A. All processors, regardless of the end use of the milk collected, pay for milk based on their fat
and protein composition.
There are two common comparison measures used to simplify the benchmarking of the net milk
prices achieved – dollars per kilogram milk solids (net income per the total kgs of fat and protein
supplied) or cents per litre (net income per the total litres of milk supplied).
The two measures are obviously related based on the composition of milk.
As a guide and based on an average milk solid per litre of Australian milk of content of
7.60grams of milk solids (or 7.6%: 4.15grams of fat or 4.15% and 3.45grams of protein or
3.45%), a way to convert a “cents per litre’ price to “$/kg of milk solids’ price, is to divide the
cents value by 0.076, or to convert the $/kg milk solids to cents/ litre multiply by 0.076.

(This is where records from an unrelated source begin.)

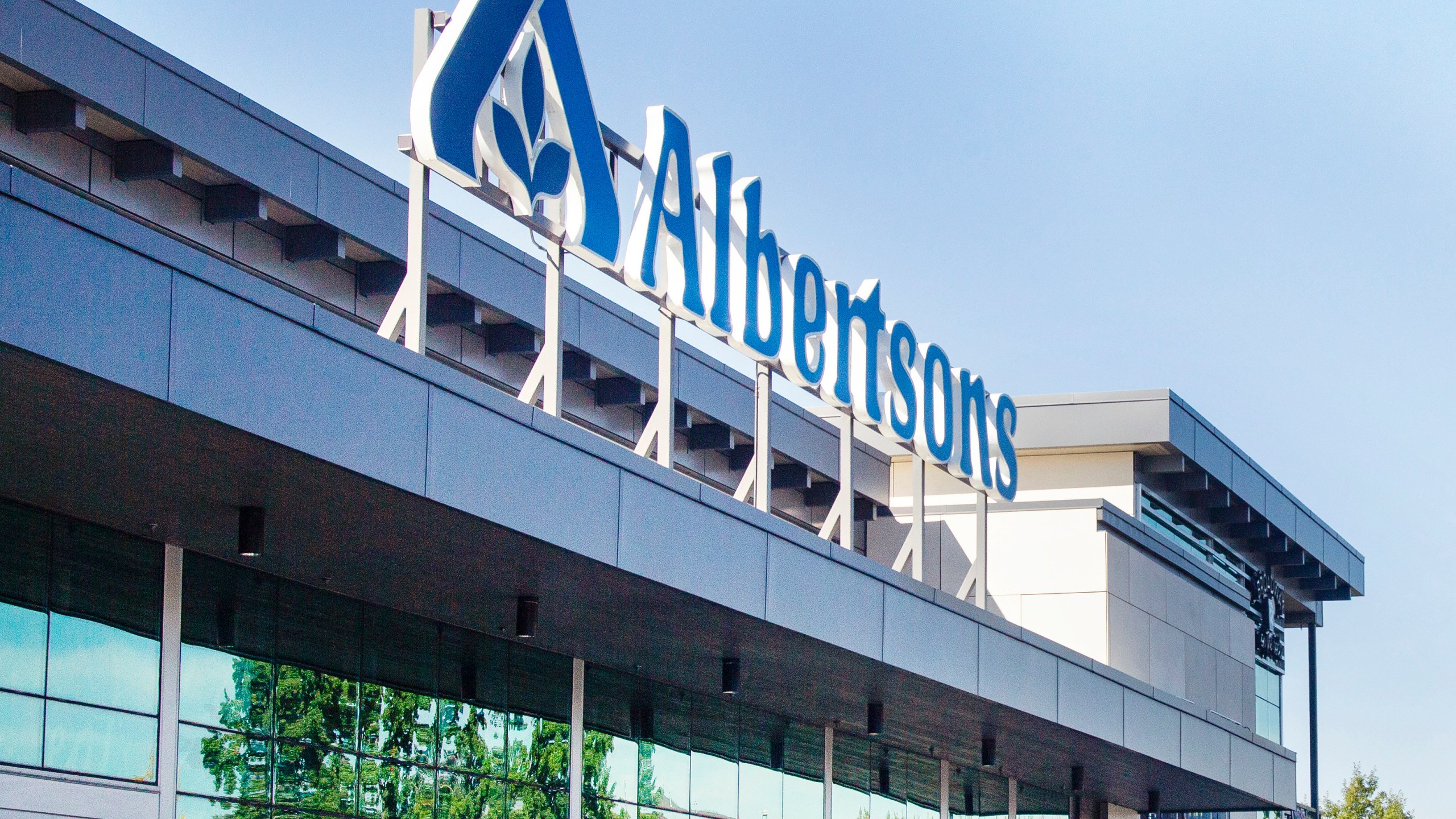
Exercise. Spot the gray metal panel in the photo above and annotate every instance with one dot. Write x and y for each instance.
(59, 796)
(1213, 455)
(503, 282)
(1181, 429)
(1251, 768)
(1356, 572)
(503, 471)
(825, 599)
(1091, 424)
(1285, 783)
(723, 560)
(362, 209)
(1018, 675)
(443, 251)
(274, 378)
(931, 642)
(1090, 703)
(1152, 727)
(714, 392)
(223, 135)
(1205, 748)
(1280, 512)
(1248, 484)
(75, 55)
(618, 343)
(1335, 556)
(1309, 534)
(84, 301)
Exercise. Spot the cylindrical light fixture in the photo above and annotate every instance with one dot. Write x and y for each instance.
(733, 674)
(226, 623)
(468, 681)
(251, 531)
(526, 610)
(875, 719)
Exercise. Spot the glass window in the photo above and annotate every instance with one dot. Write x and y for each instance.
(97, 664)
(214, 763)
(472, 738)
(22, 649)
(396, 723)
(537, 751)
(1269, 721)
(1033, 802)
(526, 802)
(21, 722)
(315, 779)
(200, 808)
(610, 767)
(607, 809)
(714, 760)
(25, 545)
(102, 742)
(226, 691)
(316, 707)
(105, 576)
(465, 796)
(396, 792)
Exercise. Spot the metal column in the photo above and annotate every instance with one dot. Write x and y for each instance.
(408, 309)
(171, 682)
(578, 709)
(1314, 726)
(545, 378)
(657, 433)
(829, 771)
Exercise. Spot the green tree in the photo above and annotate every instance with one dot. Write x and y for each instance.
(1363, 799)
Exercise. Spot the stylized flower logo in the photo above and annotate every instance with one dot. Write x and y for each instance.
(518, 131)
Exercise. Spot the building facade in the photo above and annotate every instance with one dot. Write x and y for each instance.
(259, 561)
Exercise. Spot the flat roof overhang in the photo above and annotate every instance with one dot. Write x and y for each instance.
(1158, 421)
(173, 392)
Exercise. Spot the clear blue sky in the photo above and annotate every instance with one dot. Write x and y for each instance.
(1250, 203)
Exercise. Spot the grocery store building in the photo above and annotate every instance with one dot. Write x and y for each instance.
(257, 560)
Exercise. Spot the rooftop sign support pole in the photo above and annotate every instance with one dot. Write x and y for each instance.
(913, 548)
(982, 528)
(171, 681)
(1314, 723)
(842, 515)
(976, 577)
(762, 451)
(545, 378)
(408, 309)
(759, 474)
(657, 433)
(574, 766)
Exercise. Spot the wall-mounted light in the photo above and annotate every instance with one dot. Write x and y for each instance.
(226, 624)
(733, 674)
(526, 610)
(875, 719)
(251, 531)
(468, 681)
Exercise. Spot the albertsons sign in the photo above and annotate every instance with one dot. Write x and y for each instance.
(504, 91)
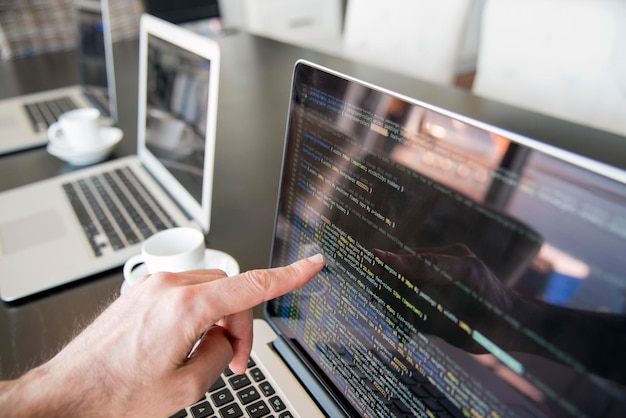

Q. What are Milk Supply Agreements?
A. Under the Australian Competition and Consumer Commission (ACCC) Dairy Code of
Conduct, processors can only purchase milk under a Milk Supply Agreement (MSA) that
complies with the Code.
Milk Supply Agreements between farmers and processors contain a series of terms and
conditions that must be met to regulate their dealings with one another.
Processors who want to purchase milk during the next financial year must publish their MSA on
their website by 2pm June 1, of each year. This includes outlining what the minimum opening
price will be so that farmers can better plan for the season ahead.
You can find links to the dairy manufacturers MSA on the MVP website here.
The ACCC has published a series of guidance documents to help implement the requirements of
the Dairy Code, including a new processor checklist.
Q. When are opening milk prices announced?
A. Under the ACCC Dairy Code of Conduct, minimum milk prices and Code-compliant Milk
Supply Agreements (MSAs) must be published by 2pm June 1, each year.
Those opening announcements may be revised prior to the start of the season (1 July), as clearly
evident by the results seen due to the competition for milk.
Q. What are step-ups?
A. Step-ups are a milk payment increase, usually announced once the season is well underway
and typically paid as a full season uplift in base milk pay rates.
The number of step-ups announced is at the discretion of individual processors.